If an isekai isn't also doing that already that's just the writers being lazy. I haven't watched a lot of isekai, but as a plot device it's just a more escapist flavor of outsider character, something used in lots of speculative fiction as an excuse to explain major events or broad strokes of worldbuilding.

Maybe isekai is just really bad for replacing more interesting world building with exposition or just having really shallow worlds, that seems accurate from what little I've seen and heard. I just don't think clueless outsider characters are a bad storytelling device when used in tandem with environmental storytelling and other less expository world building techniques. Obv showing is a lot better than telling for 99% of situations, but in settings or stories that need some exposition I think explaining stuff to an ignorant character is far from the worst way to do it.

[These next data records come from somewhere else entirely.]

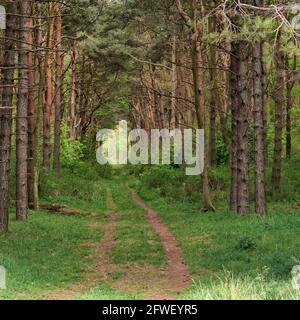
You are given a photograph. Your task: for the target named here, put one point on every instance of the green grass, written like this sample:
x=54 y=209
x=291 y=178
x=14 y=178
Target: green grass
x=137 y=242
x=86 y=192
x=46 y=253
x=233 y=257
x=106 y=293
x=230 y=257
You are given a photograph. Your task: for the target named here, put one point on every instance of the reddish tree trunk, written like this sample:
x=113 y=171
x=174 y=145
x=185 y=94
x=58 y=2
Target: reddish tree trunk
x=258 y=114
x=48 y=96
x=22 y=114
x=58 y=90
x=73 y=90
x=279 y=102
x=32 y=120
x=6 y=114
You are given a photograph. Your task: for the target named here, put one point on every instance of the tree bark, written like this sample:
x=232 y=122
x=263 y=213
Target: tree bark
x=58 y=90
x=32 y=120
x=242 y=129
x=198 y=80
x=48 y=95
x=22 y=114
x=258 y=114
x=279 y=102
x=234 y=68
x=6 y=114
x=73 y=90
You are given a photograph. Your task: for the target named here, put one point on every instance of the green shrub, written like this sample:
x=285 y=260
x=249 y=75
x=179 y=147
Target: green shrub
x=279 y=264
x=246 y=243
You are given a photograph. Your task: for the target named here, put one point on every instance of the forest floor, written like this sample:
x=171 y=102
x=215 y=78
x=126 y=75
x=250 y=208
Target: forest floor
x=115 y=243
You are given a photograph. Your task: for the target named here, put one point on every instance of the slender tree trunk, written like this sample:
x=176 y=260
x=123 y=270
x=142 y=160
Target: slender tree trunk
x=279 y=102
x=22 y=114
x=289 y=102
x=242 y=129
x=73 y=90
x=6 y=113
x=258 y=113
x=234 y=69
x=197 y=63
x=58 y=91
x=32 y=120
x=213 y=101
x=48 y=95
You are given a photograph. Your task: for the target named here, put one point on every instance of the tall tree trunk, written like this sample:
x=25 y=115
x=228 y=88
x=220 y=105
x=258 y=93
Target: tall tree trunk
x=73 y=90
x=289 y=102
x=279 y=102
x=32 y=121
x=242 y=129
x=234 y=69
x=213 y=100
x=258 y=113
x=48 y=95
x=58 y=90
x=6 y=113
x=197 y=63
x=22 y=114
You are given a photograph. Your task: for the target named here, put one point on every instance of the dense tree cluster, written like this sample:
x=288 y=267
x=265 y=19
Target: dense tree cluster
x=228 y=67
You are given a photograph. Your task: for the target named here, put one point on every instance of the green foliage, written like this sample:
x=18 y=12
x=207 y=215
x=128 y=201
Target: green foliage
x=246 y=243
x=71 y=151
x=46 y=254
x=280 y=265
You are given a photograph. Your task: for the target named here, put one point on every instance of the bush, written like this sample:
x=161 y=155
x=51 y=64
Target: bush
x=246 y=243
x=279 y=265
x=71 y=151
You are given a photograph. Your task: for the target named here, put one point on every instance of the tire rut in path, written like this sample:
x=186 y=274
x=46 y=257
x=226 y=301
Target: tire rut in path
x=178 y=275
x=102 y=253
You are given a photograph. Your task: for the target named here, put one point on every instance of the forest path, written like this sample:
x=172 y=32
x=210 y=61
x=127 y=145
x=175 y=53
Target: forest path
x=102 y=254
x=178 y=276
x=145 y=280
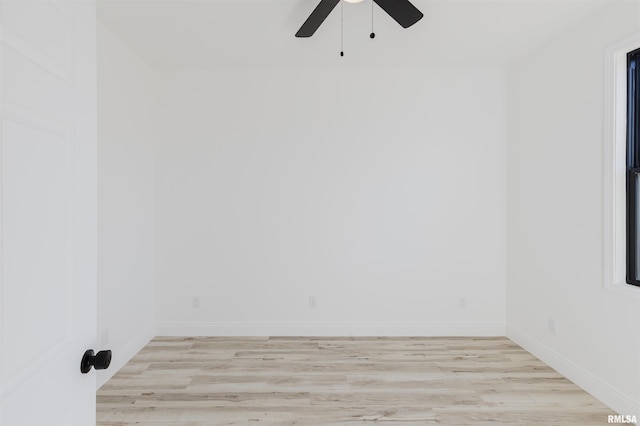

Though isekai and similar stuff is usually too escapist for me, and I prefer most stuff just being in its own setting without those kinds of strings attached

[–] Quacksalber@sh.itjust.works 10 points 1 year ago* (last edited 1 year ago)

If a protagonist isn't affected by what they left behind, the isekai is failing its genre. That's why Moshuko Tensei (Jobless Reincarnation) is one of the best isekai. Not because the MC is likeable, but because he is haunted by what he left behind and is influenced by the personality he formed in his "home world"

[–] voodooattack@lemmy.world 5 points 1 year ago

That is absolutely correct. It allows you to take a lot of the exposition the narrator normally has to do in order to explain things to the reader and integrate it in dialogue/narrative itself, and the protagonist doesn’t have to be a child/amnesiac/etc to ask obvious questions.

[–] Johanno@feddit.de 3 points 1 year ago

Well in an isekai hentai they explain jack shit why the MC needs to cum in all those women. Just that they are obsessed and he "frees" them.